US 11,715,466 B2
Systems and methods for local interpretation of voice queries
Ankur Anil Aher, Kalyan (IN); Kiran Das B, Mysore (IN); Jyothi Ekambaram, Bangalore (IN); and Nishchit Mahajan, Amritsar (IN)
Assigned to Rovi Guides, Inc., San Jose, CA (US)
Filed by Rovi Guides, Inc., San Jose, CA (US)
Filed on Nov. 21, 2019, as Appl. No. 16/690,400.
Prior Publication US 2021/0158807 A1, May 27, 2021
Int. Cl.
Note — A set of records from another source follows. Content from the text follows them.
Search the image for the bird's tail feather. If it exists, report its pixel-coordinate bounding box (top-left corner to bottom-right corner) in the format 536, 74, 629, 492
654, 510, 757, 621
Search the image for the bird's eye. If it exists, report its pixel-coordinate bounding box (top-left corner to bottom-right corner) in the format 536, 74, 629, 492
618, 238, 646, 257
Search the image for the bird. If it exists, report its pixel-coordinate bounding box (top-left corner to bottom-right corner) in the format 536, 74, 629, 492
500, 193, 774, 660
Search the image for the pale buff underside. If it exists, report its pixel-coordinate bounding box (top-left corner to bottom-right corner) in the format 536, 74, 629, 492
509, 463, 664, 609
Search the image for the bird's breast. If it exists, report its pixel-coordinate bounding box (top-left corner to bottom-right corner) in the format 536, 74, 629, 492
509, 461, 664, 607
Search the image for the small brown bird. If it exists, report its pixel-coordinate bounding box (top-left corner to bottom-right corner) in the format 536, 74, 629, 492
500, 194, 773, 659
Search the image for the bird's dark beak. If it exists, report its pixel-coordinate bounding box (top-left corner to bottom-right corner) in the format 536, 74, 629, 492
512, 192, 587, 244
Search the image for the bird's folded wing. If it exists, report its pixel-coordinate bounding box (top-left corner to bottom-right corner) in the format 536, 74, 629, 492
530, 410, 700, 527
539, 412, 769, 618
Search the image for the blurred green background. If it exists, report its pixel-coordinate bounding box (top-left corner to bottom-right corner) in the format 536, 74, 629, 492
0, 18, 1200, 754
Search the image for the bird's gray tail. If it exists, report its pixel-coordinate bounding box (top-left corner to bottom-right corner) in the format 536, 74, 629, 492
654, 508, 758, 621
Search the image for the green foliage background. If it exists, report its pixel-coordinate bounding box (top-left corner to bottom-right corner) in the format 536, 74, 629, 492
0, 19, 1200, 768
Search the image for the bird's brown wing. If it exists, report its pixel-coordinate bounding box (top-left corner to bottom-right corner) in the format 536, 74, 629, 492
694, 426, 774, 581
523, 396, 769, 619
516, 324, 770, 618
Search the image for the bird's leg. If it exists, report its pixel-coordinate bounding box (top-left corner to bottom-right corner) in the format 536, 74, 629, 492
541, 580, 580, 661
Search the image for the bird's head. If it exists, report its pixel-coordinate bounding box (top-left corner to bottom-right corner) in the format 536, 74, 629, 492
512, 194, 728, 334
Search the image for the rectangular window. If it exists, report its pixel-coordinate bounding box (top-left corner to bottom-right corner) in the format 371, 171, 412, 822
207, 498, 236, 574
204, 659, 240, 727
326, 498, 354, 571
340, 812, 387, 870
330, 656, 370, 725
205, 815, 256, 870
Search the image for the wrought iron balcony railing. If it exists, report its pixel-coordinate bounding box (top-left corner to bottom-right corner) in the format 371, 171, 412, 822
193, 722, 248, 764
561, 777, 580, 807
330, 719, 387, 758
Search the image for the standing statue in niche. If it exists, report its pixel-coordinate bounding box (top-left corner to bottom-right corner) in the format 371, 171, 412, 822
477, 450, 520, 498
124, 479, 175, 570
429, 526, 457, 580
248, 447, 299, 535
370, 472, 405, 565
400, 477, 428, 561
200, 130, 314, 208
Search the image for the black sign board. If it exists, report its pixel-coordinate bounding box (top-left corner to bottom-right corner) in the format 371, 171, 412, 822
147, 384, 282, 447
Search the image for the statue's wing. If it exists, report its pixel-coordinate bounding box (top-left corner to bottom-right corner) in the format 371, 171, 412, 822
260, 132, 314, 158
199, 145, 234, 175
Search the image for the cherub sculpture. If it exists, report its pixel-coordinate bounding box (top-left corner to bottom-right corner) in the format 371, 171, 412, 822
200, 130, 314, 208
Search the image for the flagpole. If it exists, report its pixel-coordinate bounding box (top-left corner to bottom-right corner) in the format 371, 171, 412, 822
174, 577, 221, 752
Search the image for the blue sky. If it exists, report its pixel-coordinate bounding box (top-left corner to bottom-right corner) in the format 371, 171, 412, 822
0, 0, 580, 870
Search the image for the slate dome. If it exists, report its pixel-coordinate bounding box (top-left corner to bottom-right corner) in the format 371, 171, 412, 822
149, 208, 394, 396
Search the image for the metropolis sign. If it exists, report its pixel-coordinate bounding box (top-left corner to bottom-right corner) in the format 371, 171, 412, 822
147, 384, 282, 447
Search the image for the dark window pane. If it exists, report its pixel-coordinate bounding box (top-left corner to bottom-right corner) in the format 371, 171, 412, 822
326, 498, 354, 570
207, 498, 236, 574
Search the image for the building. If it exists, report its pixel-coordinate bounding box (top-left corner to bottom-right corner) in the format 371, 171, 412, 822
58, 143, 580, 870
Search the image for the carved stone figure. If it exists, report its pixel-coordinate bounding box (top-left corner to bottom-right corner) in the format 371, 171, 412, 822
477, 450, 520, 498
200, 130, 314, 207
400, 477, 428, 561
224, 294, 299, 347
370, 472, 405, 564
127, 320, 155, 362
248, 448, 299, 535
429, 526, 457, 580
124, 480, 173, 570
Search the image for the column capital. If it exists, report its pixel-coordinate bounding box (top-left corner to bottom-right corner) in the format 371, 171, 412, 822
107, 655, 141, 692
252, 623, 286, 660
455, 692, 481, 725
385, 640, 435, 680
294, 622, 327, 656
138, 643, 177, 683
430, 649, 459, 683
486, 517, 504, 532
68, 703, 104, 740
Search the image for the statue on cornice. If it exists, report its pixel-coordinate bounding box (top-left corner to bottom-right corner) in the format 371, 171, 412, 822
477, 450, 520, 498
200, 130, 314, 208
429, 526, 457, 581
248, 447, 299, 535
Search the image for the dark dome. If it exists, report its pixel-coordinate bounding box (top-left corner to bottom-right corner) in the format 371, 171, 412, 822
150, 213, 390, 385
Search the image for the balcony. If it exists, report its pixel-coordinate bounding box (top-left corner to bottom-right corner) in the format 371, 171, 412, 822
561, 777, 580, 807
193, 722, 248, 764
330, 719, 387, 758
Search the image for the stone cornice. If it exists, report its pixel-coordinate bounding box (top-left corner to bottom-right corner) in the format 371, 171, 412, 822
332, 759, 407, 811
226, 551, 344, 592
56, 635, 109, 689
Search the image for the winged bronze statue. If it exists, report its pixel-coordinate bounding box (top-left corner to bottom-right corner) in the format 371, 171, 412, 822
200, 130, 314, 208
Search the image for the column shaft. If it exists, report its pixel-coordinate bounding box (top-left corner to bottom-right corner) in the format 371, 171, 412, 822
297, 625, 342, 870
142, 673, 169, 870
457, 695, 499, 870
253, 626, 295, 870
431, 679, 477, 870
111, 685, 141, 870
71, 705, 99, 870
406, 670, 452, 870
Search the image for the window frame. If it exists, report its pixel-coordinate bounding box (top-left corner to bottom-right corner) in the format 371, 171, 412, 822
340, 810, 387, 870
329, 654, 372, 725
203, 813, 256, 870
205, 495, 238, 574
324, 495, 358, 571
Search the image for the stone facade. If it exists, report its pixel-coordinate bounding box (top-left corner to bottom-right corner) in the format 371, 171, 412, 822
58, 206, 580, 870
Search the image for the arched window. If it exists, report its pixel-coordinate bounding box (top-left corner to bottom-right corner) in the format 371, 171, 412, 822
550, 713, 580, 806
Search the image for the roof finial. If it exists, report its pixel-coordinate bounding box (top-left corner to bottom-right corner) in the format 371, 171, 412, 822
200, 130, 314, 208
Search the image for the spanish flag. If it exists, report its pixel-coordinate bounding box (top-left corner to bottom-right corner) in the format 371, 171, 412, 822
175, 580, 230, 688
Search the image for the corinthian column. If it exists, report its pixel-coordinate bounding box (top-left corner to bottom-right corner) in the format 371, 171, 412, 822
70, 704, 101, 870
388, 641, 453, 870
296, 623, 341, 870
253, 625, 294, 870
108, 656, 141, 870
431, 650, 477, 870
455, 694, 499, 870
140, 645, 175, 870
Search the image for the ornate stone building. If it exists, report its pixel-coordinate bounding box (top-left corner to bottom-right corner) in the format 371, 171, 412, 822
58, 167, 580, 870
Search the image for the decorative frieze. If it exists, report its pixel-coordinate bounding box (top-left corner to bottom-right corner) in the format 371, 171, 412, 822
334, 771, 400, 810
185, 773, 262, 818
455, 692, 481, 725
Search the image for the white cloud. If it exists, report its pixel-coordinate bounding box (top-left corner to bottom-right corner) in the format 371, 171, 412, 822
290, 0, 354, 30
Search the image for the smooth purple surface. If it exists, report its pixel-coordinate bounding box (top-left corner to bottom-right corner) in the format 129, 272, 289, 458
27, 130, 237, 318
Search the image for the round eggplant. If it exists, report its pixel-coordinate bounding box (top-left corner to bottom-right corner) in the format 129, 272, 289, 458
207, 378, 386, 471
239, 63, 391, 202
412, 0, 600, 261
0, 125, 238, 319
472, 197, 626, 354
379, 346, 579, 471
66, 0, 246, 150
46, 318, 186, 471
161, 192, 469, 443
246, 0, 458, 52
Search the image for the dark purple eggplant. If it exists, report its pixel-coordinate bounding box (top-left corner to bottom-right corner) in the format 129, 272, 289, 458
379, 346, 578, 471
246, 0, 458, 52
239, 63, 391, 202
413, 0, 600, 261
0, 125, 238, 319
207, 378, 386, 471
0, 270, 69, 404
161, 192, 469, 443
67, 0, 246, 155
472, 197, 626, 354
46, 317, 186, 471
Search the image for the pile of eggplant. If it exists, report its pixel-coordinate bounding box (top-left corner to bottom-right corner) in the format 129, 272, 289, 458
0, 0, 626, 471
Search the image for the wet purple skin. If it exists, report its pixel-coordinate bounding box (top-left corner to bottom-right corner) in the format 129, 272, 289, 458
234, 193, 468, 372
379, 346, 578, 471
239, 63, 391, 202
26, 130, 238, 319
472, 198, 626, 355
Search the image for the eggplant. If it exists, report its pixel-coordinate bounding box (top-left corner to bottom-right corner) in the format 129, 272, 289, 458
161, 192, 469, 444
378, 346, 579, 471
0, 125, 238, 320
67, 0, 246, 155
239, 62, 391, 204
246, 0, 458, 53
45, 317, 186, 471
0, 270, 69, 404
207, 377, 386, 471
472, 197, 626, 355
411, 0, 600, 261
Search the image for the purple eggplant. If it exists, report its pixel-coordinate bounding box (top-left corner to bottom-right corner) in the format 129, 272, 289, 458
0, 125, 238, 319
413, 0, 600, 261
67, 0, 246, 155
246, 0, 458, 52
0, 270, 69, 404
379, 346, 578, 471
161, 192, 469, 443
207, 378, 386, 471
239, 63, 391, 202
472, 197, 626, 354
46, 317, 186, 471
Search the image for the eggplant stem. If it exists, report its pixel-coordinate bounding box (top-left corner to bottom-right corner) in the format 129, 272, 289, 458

G10L 15/22 (2006.01); G10L 15/30 (2013.01); G10L 15/26 (2006.01); H04M 1/725 (2021.01)
CPC G10L 15/22 (2013.01) [G10L 15/26 (2013.01); G10L 15/30 (2013.01); G10L 2015/223 (2013.01); H04M 1/725 (2013.01)] 16 Claims
OG exemplary drawing
 
1. A method for interpreting a voice query, the method comprising:
receiving, at a local device, a voice query;
determining an audio characteristic of the voice query;
accessing a table, stored at the local device, of a plurality of stored voice queries that have been previously received, wherein the table comprises a number of instances that each of the plurality of stored voice queries has been matched with previously received voice queries;
for each respective stored voice query of the plurality of stored voice queries:
determining whether an audio characteristic of the respective stored voice query is similar to the audio characteristic of the voice query; and
in response to determining that the audio characteristic of the respective stored voice query is similar to the audio characteristic of the voice query, adding the respective voice query to a data structure of candidate voice queries;
comparing the voice query with the candidate voice queries in order of the number of instances for the candidate voice queries;
identifying, based on the comparing, a candidate voice query that matches the voice query;
retrieving, from the table, text corresponding to the candidate voice query;
performing an action corresponding to the text; and
in response to determining that the data structure of candidate voice queries does not contain a candidate voice query that matches the voice query:
transmitting the voice query to a remote server for transcription;
receiving a transcription of the voice query from the remote server;
storing, in the table, the voice query and the transcription; and
further comprising:
determining whether the storage size of the table exceeds a threshold size; and
in response to determining that the storage size of the table exceeds the threshold size, reducing the amount of data stored in the table;
wherein reducing the amount of data stored in the table comprises:
determining a frequency with which each stored voice query is received; and
in response to determining that the frequency of a particular stored voice query is below a threshold frequency, removing the particular stored voice query from the table.